The variable-density CAIPIRINHA-based k-space undersampling schemes are shown to reduce lipid artifacts relative to the original GRAPPA-based undersampling schemes when reconstructed with MultiNet. This increased the similarity of the resulting metabolic maps to those from the fully-sampled data set. This reduction in lipid RMS results from the way the 2nd most central region of the k-space is sampled which pushes the lipid aliasing artifacts to the edges of the field-of-view (7). In the 5x-accelerated scheme, this region also provides enough self-calibration points across a large enough region in k-space to capture any non-linearities at the edges of k-space for training the 2-voxel NN (8). In the 6x-accelerated schemes, a second region between the 2nd most central points and the outermost points is needed to provide an extended region to train the 2-voxel NN. In the 9x-accelerated scheme, the water-removed NWS data provided additional self-calibration k-space points towards the edges of k-space which better trained the 2-voxel NN and improved the fidelity of the metabolic maps.

Acknowledgements

This work was funded by the Cancer Prevention and Research Institute of Texas (CPRIT) (Grant Number: RR180056) and European Union (Horizon2020, CDS-QUAMRI, Grant Number: 634541).

References

1. Hangel et al., NMR in Biomed 2015
2. Moser et al., Magn. Reson. Med 2019
3. Nassirpour et al. NeuroImage 2018
4. Nassirpour et al. ISMRM 2018
5. Chan et al. ISMRM 2020
6. Bilgic et al. Magn. Reson. Med 2013
7. Breuer et al. Magn. Reson. Med 2006
8. Chang et al. NeuroImage 2012

Figures

1. (a) K-space undersampling schemes for the originally proposed 6x and 9x-acceleration (first row) as well as the newly proposed variable-density CAIPIRINHA schemes for 5x and 6x acceleration. (b) Schematic for augmenting the MRSI data with water-removed NWS data to provide more k-space points as well as a larger k-space region for training the neural networks based off the lipid behavior.

2. (a) Representative spectra in a voxel taken from one subject across different k-space sampling schemes. While the spectra are qualitatively similar to one other and to the spectrum taken from the fully-sampled dataset, the spectra from the variable-density CAIPIRINHA sampling schemes have lower lipid peaks. (b) Lipid maps taken from one subject. The variable-density CAIPIRINHA schemes show reduced lipid artifacts in the brain relative to that from the original 6x acceleration scheme.

3. Boxplots of the lipid RMS values and SNR values across the slice and across subjects. Median lipid RMS values are lower for the variable-density CAIPIRINHA schemes than for the original 6x-acceleration scheme. The SNR across subjects, however, stays the same.
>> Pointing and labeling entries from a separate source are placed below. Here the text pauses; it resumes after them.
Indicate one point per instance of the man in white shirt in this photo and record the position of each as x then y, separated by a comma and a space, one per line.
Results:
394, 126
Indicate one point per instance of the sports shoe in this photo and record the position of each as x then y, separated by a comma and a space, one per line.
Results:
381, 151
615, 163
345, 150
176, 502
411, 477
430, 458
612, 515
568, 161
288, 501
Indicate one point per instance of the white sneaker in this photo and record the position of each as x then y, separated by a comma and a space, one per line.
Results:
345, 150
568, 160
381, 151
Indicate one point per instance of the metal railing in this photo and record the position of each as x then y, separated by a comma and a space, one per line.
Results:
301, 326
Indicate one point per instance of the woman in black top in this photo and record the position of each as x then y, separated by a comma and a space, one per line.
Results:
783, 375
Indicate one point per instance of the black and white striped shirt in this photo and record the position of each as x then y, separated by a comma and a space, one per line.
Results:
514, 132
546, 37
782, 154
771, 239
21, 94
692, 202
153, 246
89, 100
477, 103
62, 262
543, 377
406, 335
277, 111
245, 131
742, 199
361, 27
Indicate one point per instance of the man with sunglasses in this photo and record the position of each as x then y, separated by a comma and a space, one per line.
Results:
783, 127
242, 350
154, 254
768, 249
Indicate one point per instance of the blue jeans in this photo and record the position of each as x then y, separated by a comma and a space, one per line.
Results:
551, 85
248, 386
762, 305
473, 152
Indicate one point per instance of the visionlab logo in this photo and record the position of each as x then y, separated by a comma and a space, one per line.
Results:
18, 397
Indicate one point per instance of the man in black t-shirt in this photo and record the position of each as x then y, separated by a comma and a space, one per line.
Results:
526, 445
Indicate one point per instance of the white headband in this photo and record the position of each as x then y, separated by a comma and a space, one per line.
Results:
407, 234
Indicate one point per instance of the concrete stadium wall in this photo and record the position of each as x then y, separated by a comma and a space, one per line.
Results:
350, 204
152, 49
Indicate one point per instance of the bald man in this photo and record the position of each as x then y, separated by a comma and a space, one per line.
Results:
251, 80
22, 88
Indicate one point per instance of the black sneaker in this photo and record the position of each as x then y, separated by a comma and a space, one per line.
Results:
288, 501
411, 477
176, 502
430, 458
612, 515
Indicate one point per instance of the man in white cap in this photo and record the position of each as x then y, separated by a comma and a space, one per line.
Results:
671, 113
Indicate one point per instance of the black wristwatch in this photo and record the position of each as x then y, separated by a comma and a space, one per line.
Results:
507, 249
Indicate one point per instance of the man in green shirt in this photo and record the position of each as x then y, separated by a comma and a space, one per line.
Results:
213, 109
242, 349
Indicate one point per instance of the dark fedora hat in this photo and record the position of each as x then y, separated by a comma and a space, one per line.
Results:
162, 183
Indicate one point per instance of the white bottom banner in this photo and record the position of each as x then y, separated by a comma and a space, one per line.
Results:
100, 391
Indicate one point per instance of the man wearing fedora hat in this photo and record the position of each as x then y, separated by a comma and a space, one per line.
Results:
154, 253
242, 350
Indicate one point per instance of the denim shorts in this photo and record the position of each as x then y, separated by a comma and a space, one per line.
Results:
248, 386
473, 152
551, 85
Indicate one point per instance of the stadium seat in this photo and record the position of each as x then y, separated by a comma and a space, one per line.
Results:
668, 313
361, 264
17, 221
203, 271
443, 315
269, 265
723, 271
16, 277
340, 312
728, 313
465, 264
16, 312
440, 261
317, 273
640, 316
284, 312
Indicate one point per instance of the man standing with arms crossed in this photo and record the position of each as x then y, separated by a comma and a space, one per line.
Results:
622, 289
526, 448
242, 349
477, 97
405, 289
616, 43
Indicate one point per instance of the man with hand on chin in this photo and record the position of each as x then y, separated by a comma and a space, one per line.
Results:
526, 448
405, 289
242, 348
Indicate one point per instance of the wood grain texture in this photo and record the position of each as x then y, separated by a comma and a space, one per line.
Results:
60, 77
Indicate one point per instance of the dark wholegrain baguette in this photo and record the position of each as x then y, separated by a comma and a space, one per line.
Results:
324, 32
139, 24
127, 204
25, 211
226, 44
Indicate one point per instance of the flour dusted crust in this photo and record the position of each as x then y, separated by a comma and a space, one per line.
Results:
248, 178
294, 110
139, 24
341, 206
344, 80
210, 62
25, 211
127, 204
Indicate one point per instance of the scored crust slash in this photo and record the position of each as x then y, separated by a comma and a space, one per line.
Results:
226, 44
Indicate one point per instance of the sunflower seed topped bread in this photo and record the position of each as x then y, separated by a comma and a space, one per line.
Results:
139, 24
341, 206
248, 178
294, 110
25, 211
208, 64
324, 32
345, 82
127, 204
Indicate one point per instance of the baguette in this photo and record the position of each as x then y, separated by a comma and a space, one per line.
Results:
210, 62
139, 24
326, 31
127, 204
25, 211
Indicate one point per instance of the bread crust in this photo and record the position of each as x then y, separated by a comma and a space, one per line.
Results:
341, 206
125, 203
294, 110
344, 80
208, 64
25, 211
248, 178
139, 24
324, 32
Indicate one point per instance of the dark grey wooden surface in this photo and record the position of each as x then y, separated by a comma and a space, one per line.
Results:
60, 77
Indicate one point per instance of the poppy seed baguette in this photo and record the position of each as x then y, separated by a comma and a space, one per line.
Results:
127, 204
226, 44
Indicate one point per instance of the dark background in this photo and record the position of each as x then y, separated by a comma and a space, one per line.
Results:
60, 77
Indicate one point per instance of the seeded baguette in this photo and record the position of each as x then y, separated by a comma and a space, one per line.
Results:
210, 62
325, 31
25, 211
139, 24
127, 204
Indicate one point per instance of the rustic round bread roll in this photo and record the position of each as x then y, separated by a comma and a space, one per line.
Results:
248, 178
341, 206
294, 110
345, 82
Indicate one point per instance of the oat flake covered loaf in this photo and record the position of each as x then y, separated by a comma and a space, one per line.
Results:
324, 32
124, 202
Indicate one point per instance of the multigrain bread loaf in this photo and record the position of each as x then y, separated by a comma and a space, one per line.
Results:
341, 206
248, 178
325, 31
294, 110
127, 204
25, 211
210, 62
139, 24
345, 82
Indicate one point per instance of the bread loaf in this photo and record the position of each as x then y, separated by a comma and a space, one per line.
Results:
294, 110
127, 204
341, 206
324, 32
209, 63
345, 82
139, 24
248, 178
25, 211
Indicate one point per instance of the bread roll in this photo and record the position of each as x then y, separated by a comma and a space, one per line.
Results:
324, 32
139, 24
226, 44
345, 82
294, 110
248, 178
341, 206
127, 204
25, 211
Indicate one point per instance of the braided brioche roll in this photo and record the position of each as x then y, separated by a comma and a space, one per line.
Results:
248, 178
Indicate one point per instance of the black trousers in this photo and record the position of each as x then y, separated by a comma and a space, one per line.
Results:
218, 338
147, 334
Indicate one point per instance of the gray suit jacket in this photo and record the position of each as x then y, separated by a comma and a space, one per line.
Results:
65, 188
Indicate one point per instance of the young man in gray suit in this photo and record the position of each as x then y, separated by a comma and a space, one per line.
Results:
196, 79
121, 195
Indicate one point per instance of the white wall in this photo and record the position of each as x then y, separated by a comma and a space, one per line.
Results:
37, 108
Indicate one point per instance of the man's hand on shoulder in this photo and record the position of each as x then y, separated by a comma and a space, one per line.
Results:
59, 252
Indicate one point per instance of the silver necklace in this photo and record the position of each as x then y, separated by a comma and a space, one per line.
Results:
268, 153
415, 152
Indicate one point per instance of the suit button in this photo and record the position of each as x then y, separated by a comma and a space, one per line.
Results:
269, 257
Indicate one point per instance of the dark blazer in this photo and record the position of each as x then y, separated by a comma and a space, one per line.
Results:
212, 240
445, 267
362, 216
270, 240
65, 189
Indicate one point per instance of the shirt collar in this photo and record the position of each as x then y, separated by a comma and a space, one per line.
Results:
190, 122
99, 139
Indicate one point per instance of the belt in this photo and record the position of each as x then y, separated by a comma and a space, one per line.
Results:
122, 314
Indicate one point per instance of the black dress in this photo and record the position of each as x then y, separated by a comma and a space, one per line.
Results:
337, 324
4. Errors in the reconstructed metabolite maps across all 6 subjects for N-acetyl aspartate (NAA), myo-Inositol (mI), choline (Cho), glutamate (Glu) and glutamine (Gln). For all metabolic maps, the variable-density CAIPIRINHA maps show reduced error relative to the original 6x-acceleration scheme while the 9x-accelerated dataset reconstructed with the augmented MRSI dataset also shows reduced error relative to the original reconstruction of the 9x-accelerated data.

5. Glutamate + glutamine (Glx) maps over total creatine (tCr) in one subject across different sampling schemes and reconstruction methods. Of the maps featured, the Glx/tCr maps from the variable-density CAIPIRINHA schemes are most similar to the Glx/tCr map from the fully-sampled dataset.